After several episodes of watching characters fight, overshare, and shoot each other in the feet, a kind of guiding ethos emerges: People are beautiful in their brokenness, so let’s lean on each other and tolerate each other’s shortcomings and share. our wonderful and messy healing journeys. with everyone we know. While it’s certainly easy to scoff at, this radical form of acceptance is not without its merits. But it’s also a bit of a narrative, not to mention a self-help cliché, and one that doesn’t seem to apply best to the deeply destructive behavior of an anti-hero who should, by virtue of his profession, possess a modicum of self-sufficiency. -control. Segel, Goldstein and Lawrence try to frame Jimmy as flawed. Instead, he appears as a casual perpetrator of gross therapeutic malpractice whose neglect as the sole remaining parent of a girl suffering acutely from her own grief constitutes a continuing emergency.

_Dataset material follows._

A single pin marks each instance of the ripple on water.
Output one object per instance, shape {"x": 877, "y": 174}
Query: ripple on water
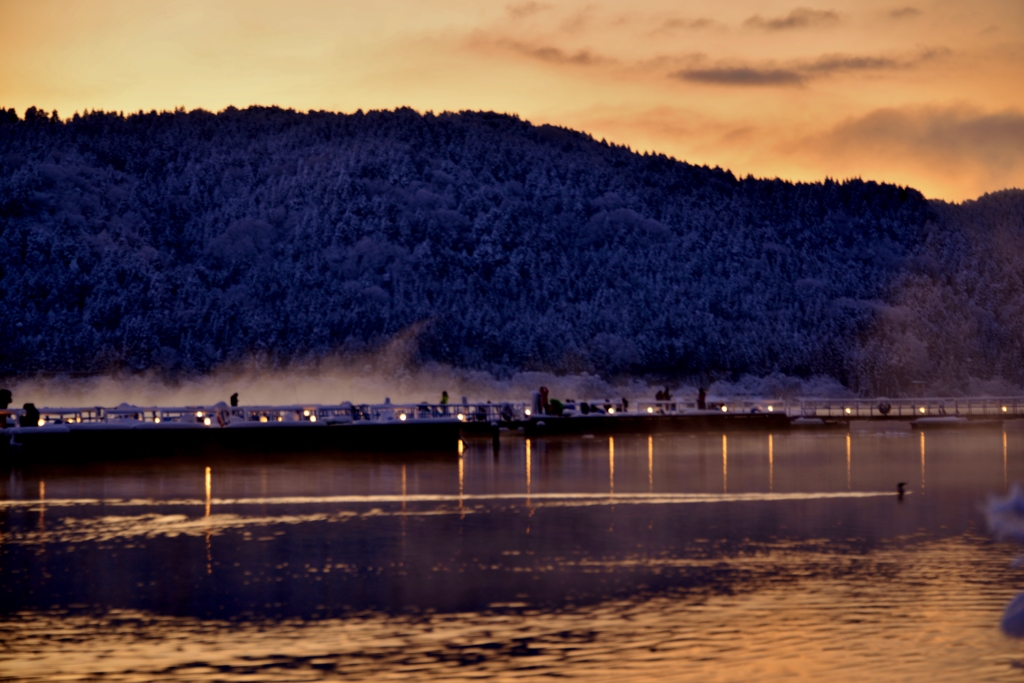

The result is a show that works mightily to affect and inspire, but ultimately only irritates. And its construction is even flimsier than its content. Plot holes are common; more than once, such as when Jimmy shows up uninvited to a patient’s dinner, a character shows up at an event whose time and place they could not reasonably have known. Uniformly long-suffering women and black characters that are never not talking about black or white people suggests the blind spots of white male creators who try too hard to be sensitive. Inexplicably stylized, navel-gazing scripts run counter to humanist themes. “I would have come sooner,” Jimmy stammers to Alice, overcome with emotion, when he finally thinks it’s time to attend one of her soccer games. Then, in a non sequitur: “It’s just…you look so much like your mom.” Virtually every conversation is about feelings, which would get exhausting after an episode or two, even if the writing was better.

So much tonal dissonance hurts the talented cast, whose vastly different acting styles create the impression that each is performing in a different kind of show. For Segel, Contraction is a painfully self-referential comedy about midlife crisis. Williams warms each scene in which she encounters the goofy charm of the rom-com heroine she so adorably embodied in the second season of Love life. Ford, who currently stars in the yellow stone cleave 1923 but previously mostly attached to the big screen, he plays a character so compromised that he’s forced back into his tough, dry, taciturn default self. An alumnus of HBO Max’s short-lived teen drama GenerationMaxwell is sidetracked by tropey story lines in a wide-eyed YA context of her own.

Contraction is not the only recent program investigating the inner lives of troubled psychotherapists. fx The patientthe pandemic era of HBO Max Restart in treatmentand Apple’s own The psychiatrist next door they have all struggled, in different ways, to put viewers inside the heads of psychopaths taken to the extreme. At a time when mental health is all the rage and more people than ever are seeking help, it makes sense that the creators would not only want to break the sphinx exteriors of these practitioners, but also fantasize what might happen if psychiatrists were inspired. to dissolve. the broad limits on which his profession is built. In truth, we will never know as much about our therapists as anyone who sees Contraction You will learn about Jimmy. And as the show, in all its selfish awkwardness, accidentally implies, that’s probably for the best.